Chemo-enzymatic platform for the discovery of natural and functionalized sactipeptides

Technical University Darmstadt (Germany), Biochemistry

Sactipeptides are members of a family small proteins of bacterial origin. The hallmark of sactipeptides is the presence of at least one intramolecular thioether bridges that a formed by the linkage of a cysteine thiol with the alpha carbon atom of a partner amino acid. Through this very uncommon linkage, biomolecules with only a few dozens of amino acids in length are formed that display extraordinary chemical stability and conformational rigidity. Numerous putative sactipeptides have been identified in bacterial genomes through database mining. Only for five sactipeptides the details of their thioether linkages are known. The main goal of the proposed project is the in depth characterization of up to now unexplored sactipeptides by application of a combination of methods of molecular biology, biochemistry, and peptide chemistry. This knowledge will be used for the generation of sactipeptides with novel functionalities using protein design and directed protein evolution strategies. Sactipeptides with tailor-made affinities towards disease-related target molecules have not been described to date. A prerequisite of their successful generation is a detailed knowledge about the molecular recognition of sactipeptide precursor proteins by the respective sactionine synthase enzyme that serves as tool for the chemo-enzymatic synthesis of non-natural sactipeptides. As a consequence, sequence and structure parameters of sactipeptide precursor recognition by the thioether forming enzymes will also be investigated in the frame of this project.
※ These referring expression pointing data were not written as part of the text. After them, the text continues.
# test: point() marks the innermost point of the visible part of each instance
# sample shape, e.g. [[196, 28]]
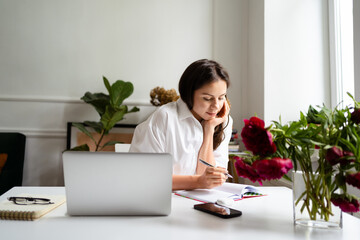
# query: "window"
[[341, 51]]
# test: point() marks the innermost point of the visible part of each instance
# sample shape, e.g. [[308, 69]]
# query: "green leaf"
[[107, 84], [111, 117], [134, 109], [120, 90]]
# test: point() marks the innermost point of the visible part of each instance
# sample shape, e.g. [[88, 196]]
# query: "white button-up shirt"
[[173, 129]]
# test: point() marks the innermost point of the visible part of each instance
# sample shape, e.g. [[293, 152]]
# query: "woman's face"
[[209, 99]]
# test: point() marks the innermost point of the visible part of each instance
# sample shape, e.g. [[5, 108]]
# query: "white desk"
[[268, 217]]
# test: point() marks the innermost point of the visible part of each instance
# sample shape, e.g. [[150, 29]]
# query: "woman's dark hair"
[[195, 76]]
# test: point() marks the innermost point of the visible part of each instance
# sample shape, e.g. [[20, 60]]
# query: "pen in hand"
[[209, 165]]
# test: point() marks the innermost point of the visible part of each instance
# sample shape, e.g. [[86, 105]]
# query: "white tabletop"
[[267, 217]]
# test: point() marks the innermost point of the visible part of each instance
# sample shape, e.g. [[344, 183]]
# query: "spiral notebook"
[[12, 211]]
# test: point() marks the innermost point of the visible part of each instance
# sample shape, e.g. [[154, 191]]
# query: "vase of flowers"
[[323, 148]]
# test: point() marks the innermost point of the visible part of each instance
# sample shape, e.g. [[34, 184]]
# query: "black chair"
[[12, 150]]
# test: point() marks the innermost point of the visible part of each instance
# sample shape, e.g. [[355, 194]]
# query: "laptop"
[[111, 183]]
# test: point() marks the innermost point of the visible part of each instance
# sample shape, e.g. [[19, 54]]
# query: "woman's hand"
[[212, 177], [219, 119]]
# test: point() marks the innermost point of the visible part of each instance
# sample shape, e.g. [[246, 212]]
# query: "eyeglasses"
[[29, 200]]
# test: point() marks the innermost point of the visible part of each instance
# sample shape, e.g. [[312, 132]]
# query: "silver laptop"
[[110, 183]]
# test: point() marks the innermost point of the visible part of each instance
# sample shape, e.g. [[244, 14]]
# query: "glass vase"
[[312, 209]]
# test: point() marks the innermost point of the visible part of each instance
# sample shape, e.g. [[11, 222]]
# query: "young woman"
[[197, 126]]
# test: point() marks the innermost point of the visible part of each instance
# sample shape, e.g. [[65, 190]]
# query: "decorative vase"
[[313, 208]]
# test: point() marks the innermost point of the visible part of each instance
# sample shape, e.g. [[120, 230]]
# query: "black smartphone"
[[217, 210]]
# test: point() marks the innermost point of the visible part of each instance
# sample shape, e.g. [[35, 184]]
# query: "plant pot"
[[312, 209]]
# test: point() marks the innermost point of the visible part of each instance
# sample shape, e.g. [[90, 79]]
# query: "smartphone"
[[217, 210]]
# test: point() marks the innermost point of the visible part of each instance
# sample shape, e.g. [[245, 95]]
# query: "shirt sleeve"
[[221, 154], [149, 136]]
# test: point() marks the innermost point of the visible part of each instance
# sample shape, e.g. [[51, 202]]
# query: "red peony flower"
[[344, 203], [355, 116], [333, 155], [272, 168], [353, 179], [256, 138], [245, 170]]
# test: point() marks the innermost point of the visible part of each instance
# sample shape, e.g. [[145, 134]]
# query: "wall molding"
[[60, 99], [37, 132]]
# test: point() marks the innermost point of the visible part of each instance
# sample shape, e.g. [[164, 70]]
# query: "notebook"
[[110, 183], [12, 211]]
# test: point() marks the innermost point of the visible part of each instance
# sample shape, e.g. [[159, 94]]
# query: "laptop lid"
[[110, 183]]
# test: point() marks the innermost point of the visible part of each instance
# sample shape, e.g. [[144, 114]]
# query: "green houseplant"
[[110, 109], [323, 146]]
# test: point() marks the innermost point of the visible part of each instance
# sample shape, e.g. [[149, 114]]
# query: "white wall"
[[230, 39], [288, 58], [356, 6], [52, 52]]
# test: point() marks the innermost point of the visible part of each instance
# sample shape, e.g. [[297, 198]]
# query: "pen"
[[208, 164]]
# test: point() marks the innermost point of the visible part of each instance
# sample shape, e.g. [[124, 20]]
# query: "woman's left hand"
[[219, 119]]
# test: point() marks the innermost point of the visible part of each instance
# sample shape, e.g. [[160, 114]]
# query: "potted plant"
[[323, 146], [110, 109]]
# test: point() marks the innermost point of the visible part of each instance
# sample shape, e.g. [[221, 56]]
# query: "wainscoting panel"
[[44, 121]]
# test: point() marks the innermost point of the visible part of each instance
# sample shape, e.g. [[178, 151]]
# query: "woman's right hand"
[[212, 177]]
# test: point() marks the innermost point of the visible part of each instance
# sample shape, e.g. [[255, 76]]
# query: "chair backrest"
[[12, 150]]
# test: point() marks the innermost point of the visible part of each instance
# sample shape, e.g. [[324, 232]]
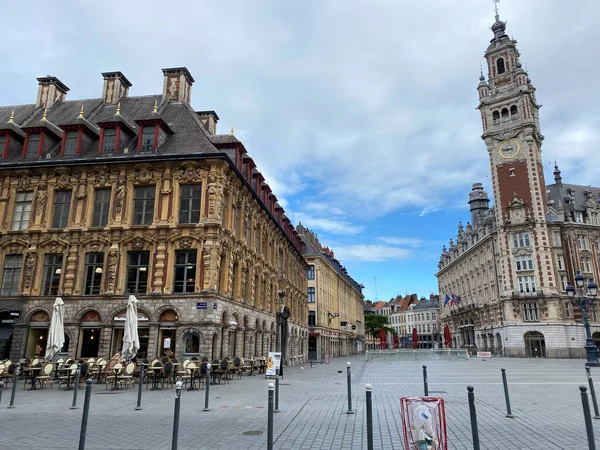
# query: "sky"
[[360, 113]]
  1. Murphy, K.; O’Sullivan, O.; Rea, M. C.; Cotter, P. D.; Ross, R. P.; Hill, C., Genome mining for radical SAM protein determinants reveals multiple sactibiotic-like gene clusters. PLoS One 2011, 6 (7), e20852.
  2. Himes, P. M.; Allen, S. E.; Hwang, S.; Bowers, A. A., Production of Sactipeptides in Escherichia coli: Probing the Substrate Promiscuity of Subtilosin A Biosynthesis. ACS Chem Biol 2016, 11 (6), 1737-44.